Who among us did not suffer when hearing the news of the over 200 souls who drowned in the sinking of an illegal migrant boat off Egypt’s coast? Most of them were young men who were desperate to realise the dream of becoming rich in Europe. In the end, they did not come to realise anything except death at the bottom of the sea.

This tragedy is repeated from time to time and we have become accustomed to hearing news of illegal migrant boats and death tolls without the presence of effective actions to identify the causes of these tragedies and find solutions to them.

Responsibility lies with everyone, including the state bodies, businesses sectors, civil society organisations, and media. I also believe that the banking and financial sectors have a role in dealing with this issue. Officials must understand the role of these sectors according to their corporate social responsibility, in order to achieve sustainability in local communities through programmes that target disadvantaged and marginalised groups.

Let me first identify what corporate social responsibility is before turning to the role of banks in contributing to solving the problem of illegal immigration through development and sustainability programmes.

There are many synonyms that are used to express corporate social responsibility (CSR), such as corporate conscience, corporate citizenship, or responsible business. Also, various organisations develop different definitions that share common ground.

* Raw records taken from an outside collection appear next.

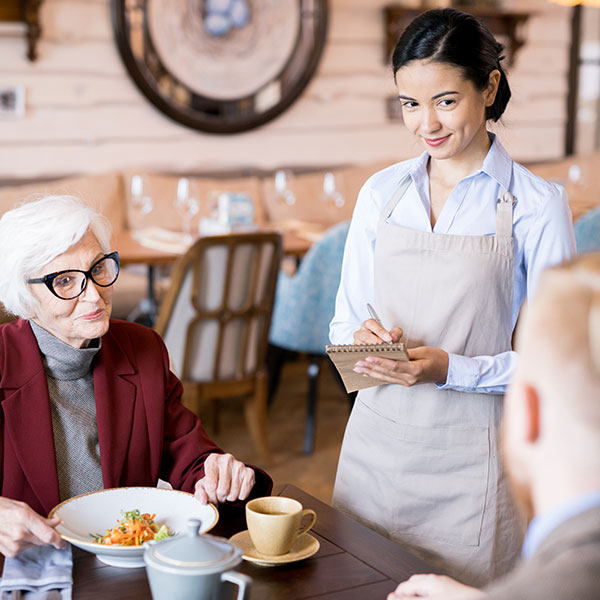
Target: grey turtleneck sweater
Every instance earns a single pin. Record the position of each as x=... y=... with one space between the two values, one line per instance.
x=73 y=407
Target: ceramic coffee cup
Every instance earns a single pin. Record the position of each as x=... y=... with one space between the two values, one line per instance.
x=274 y=523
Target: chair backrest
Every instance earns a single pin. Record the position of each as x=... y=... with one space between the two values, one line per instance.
x=587 y=231
x=216 y=315
x=305 y=302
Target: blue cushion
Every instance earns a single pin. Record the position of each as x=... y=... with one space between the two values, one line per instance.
x=587 y=231
x=305 y=302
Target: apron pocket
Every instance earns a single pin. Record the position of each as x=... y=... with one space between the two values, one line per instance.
x=441 y=482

CSR refers to business practices which involve programmes and initiatives that banks, financial organisations, and companies can adopt to benefit local communities. Consequently, they require a self-regulating internal mechanism of which banks can monitor and ensure compliance of the laws, ethical standards, and international standards that would create an overall positive impact on society.

The involvement of banks in the local community is the basis of all initiatives in a good social responsibility policy. However, common mistakes must be avoided, and social responsibility should not be mixed with charitable donations, so banks can offer innovative projects for social responsibility.

Some examples would be permanent educational programmes for the disadvantaged segments of the community, entering into strategic partnership with agencies specialised in offering microenterprises, provision of research study grants that involve sustainability in local communities, direct and indirect contributions to healthcare programmes, and material support to development programmes in areas that suffer from a lack of basic services like sewage and water.

Moreover, there must be material support provided to youth to enable them to become entrepreneurs; hence, enabling them to benefit from grants offered by the agencies concerned with financing small projects.

This list is not exclusive as it contains a limited number of the fields to which banks can contribute. It is expected for each bank to have a work group that suggests strategies of social responsibility and the fields that the bank can adopt.

It is important to stress that banks’ social responsibility is much more than charity. In this context, banks are encouraged to improve the future of individuals in the local communities they work in through social responsibility programmes that are designed to suit these communities, with the goal of bringing hope to the youth. It can renew their faith in the fact that there are agencies that can offer them support to enable them to achieve their simple dreams.

Hany Aboul Fotouh is a banking expert.